Абанер (Попов) - страница 95

— Теперь у нас совсем хорошо! — присвистнул Валька.

— Только не у нас, Валя, а вот у них, — поправил Чуплай, показывая на подростка из первой группы. — Завтра распрощаемся и — вольные птицы.

Сереже стало грустно. Вот и кончилась абанерская пора: уроки, работа, вечера, катания!.. Неужели этого больше не будет? Не будет Чуплая, Вальки, Элины? Не будет Элины!..

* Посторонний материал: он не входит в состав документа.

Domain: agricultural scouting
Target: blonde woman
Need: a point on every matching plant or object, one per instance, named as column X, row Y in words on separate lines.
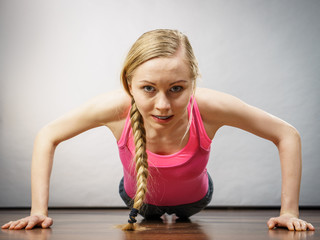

Этого он себе представить не мог. С каждым днем она все больше входила в его жизнь, все чаще он думал о ней. Вчера они с Мотей Некрасовой заполняли свидетельства выпускникам. Надо было написать на бланке: «Ивлевой Тамаре», а Сережа старательно вывел: «Ивлевой Элине». Хорошо, что Мотя не увидела, а Клавдия Ивановна поверила, будто Сережа испортил бланк, облив чернилами.

А ложась спать, он опять думал об Элине. Почему он сразу не разглядел ее, смеялся, называл Принцессой-Горошиной? Он задумчиво вынул записную книжку, нетерпеливые мысли теснили одна другую.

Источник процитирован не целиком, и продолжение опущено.